The American Diabetes Association’s decision earlier this month to officially endorse hemoglobin A1c as a diagnostic test for diabetes is either timely, inappropriate, or long overdue, depending on whom you talk to.
Use of HbA1c for diabetes diagnosis was initially endorsed as a consensus opinion last summer by an international expert committee. The ADA working group reviewed that paper and arrived at similar conclusions (except that ADA did not say HbA1c is the “preferred” test).
“There is an inherent attractiveness to using the A1c, since it measures glucose exposure over a long period of time, not just the specific instance of when the blood test is obtained. … In all, the recent guidelines gives practicing clinicians another tool to screen patients who are at risk for diabetes,” Dr. Inzucchi said.
But Dr.
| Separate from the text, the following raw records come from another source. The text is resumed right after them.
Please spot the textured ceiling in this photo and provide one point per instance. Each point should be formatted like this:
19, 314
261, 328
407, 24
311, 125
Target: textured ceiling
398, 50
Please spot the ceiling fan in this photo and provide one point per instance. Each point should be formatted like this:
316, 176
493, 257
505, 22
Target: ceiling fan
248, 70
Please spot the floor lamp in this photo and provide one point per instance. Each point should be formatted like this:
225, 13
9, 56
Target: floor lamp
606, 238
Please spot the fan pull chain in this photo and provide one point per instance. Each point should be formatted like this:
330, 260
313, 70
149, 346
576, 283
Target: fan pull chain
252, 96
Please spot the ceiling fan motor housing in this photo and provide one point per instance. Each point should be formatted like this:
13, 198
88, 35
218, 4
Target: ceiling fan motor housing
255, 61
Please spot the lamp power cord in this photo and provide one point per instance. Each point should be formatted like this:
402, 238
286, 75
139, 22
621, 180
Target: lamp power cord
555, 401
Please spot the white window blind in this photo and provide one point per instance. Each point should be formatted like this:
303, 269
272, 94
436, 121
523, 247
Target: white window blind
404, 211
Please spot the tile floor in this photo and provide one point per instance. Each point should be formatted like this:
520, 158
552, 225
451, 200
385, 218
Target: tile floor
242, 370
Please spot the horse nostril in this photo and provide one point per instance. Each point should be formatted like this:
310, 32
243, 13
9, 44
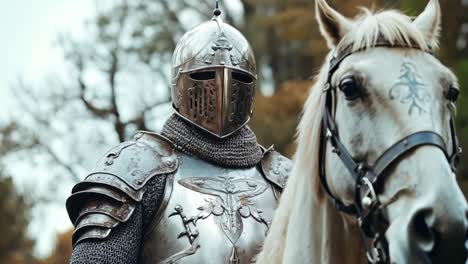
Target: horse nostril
423, 232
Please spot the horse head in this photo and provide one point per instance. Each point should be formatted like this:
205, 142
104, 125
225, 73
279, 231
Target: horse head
391, 106
382, 108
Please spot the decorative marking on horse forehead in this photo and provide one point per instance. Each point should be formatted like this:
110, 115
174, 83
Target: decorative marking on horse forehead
410, 89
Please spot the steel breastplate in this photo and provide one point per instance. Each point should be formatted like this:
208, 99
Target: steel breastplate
210, 214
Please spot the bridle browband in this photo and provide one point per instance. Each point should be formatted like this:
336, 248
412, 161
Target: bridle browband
369, 178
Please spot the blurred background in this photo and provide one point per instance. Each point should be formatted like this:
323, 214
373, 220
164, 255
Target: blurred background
78, 77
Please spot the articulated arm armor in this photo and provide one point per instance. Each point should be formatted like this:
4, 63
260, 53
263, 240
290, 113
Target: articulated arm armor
108, 196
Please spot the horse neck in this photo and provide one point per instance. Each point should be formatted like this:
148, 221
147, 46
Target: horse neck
340, 241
Zachary T. Bloomgarden of Mount Sinai School of Medicine, New York, said ADA’s move is “overall, not to my mind satisfactory.” Although he says he believes HbA1c could be used to screen people who would then undergo further testing, he says its use as a stand-alone diagnostic test could lead to overdiagnosis of “high glycators” or underdiagnosis of “low glycators,” each of whom comprise about 10% of the population.
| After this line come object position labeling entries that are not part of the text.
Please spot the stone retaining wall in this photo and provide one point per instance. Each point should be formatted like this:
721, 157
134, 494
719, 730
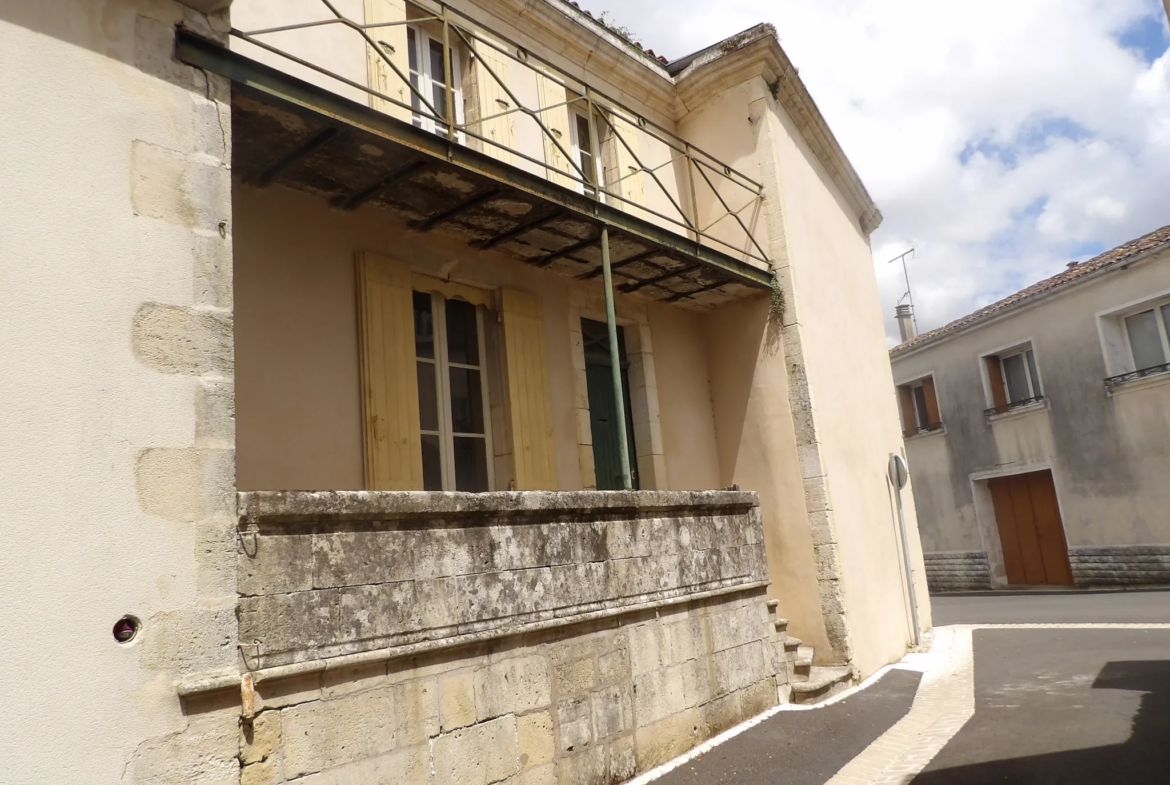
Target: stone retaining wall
573, 647
1121, 565
957, 571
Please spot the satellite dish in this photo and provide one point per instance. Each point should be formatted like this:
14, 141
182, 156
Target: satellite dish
899, 473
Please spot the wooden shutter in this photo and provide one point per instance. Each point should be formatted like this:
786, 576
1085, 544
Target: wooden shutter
529, 392
556, 119
390, 386
490, 98
928, 392
383, 77
996, 378
906, 401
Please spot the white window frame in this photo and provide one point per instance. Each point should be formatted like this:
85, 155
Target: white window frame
575, 114
442, 386
422, 41
1033, 385
1114, 336
1163, 331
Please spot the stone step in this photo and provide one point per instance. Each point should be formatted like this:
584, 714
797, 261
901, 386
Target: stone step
823, 683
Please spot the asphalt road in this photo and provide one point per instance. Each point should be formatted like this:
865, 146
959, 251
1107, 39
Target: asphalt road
1052, 706
1064, 707
804, 748
1060, 607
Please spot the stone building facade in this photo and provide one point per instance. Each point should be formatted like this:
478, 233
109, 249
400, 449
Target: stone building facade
1036, 429
312, 396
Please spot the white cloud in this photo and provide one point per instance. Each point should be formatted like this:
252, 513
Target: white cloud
1066, 132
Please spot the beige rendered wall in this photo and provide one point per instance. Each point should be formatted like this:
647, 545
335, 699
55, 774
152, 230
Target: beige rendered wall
838, 307
118, 443
298, 412
840, 557
1107, 453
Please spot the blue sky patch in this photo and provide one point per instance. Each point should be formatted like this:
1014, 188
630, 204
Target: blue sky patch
1148, 36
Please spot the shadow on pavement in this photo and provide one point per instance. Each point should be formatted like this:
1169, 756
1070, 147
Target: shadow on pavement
1143, 758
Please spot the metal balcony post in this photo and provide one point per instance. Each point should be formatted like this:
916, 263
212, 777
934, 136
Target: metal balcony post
616, 362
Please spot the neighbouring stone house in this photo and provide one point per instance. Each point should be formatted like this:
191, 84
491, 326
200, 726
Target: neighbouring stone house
401, 392
1037, 429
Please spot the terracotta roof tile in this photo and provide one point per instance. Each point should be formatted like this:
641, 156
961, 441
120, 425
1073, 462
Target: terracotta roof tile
1074, 273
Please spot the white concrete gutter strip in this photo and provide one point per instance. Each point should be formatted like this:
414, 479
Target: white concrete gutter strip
914, 661
215, 682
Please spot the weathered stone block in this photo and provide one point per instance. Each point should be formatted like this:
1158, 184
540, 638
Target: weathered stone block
584, 768
658, 694
261, 737
575, 677
356, 558
612, 711
669, 737
479, 755
327, 734
575, 723
456, 701
536, 739
513, 687
407, 766
623, 759
648, 648
613, 667
274, 565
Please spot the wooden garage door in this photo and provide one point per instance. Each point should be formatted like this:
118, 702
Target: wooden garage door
1030, 529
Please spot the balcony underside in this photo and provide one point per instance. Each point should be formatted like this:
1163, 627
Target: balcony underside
290, 132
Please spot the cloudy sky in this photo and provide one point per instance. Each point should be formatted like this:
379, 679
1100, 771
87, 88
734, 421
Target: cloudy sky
1002, 138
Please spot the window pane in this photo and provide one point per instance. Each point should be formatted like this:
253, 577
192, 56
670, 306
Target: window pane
1032, 371
462, 334
428, 397
1144, 341
438, 80
432, 463
413, 56
424, 326
920, 406
466, 401
1017, 379
470, 465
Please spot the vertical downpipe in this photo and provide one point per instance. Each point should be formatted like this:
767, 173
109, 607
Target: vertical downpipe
616, 362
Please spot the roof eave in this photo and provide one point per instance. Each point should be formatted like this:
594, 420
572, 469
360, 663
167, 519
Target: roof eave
757, 52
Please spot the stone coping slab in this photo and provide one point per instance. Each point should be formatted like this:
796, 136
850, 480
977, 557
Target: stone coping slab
290, 507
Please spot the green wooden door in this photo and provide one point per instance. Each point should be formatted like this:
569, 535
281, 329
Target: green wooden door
603, 414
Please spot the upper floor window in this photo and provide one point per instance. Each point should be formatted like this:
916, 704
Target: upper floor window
920, 406
1148, 337
427, 76
1013, 378
453, 403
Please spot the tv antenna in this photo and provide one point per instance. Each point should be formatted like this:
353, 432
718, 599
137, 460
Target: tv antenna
908, 296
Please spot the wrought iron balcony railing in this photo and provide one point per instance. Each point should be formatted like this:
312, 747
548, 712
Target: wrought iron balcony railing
690, 192
1112, 383
1012, 406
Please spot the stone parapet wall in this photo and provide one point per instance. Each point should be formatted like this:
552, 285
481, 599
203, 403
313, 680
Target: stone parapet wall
957, 571
328, 575
596, 702
1121, 565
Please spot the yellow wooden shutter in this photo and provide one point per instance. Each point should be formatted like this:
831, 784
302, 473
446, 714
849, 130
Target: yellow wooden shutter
555, 116
490, 100
383, 77
390, 386
529, 392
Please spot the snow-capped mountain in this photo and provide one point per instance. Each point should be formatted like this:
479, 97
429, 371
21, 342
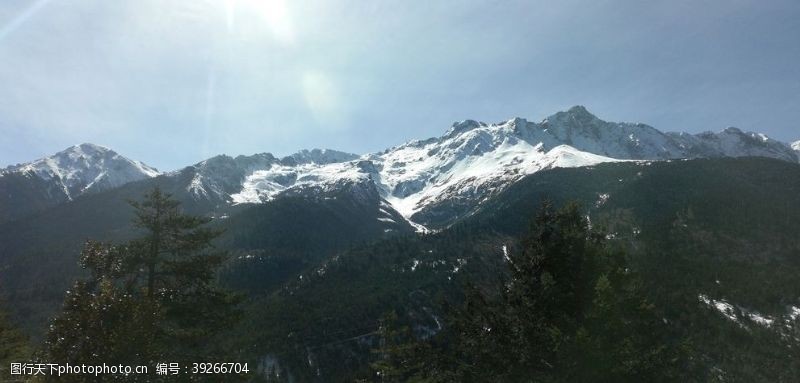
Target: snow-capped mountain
75, 171
432, 182
429, 183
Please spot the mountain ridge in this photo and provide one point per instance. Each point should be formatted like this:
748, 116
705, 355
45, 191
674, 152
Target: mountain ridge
435, 181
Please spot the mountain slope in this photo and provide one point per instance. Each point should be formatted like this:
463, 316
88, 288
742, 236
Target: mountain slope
436, 181
64, 176
674, 217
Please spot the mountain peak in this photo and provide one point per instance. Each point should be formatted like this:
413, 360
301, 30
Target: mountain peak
577, 113
319, 156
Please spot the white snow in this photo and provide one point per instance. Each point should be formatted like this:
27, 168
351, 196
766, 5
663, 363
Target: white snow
86, 167
734, 312
473, 160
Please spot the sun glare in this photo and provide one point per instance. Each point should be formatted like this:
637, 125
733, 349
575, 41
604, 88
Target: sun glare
274, 13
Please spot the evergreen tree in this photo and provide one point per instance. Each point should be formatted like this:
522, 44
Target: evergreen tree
153, 299
570, 310
14, 346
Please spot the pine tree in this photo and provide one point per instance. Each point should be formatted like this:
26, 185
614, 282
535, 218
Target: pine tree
570, 310
176, 264
154, 298
14, 347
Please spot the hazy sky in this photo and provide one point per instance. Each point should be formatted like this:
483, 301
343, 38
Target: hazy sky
172, 82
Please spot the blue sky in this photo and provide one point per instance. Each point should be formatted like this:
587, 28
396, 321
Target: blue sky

At the other extreme is Dr. Mayer Davidson of the University of California, Los Angeles, who has been advocating use of the HbA1c to diagnose diabetes for more than a decade. In fact, he says he believes it should be the only test: “Unfortunately, the ADA kept the glucose criteria, which will lead to the confusing situation of people who have diabetes by one criterion but not by the other when both are measured, which is likely to occur frequently.”
So will the new endorsement change clinical practice? In a 2005 survey of 258 internists, 93.4% reported that they routinely screened for diabetes, 49% reported using HbA1c for screening, and 58% said they used it for diagnosis of diabetes. Interestingly, 49% mistakenly thought HbA1c was already an approved screening test (J. Clin. Endocrinol. Metab. 2008;93:2447-53).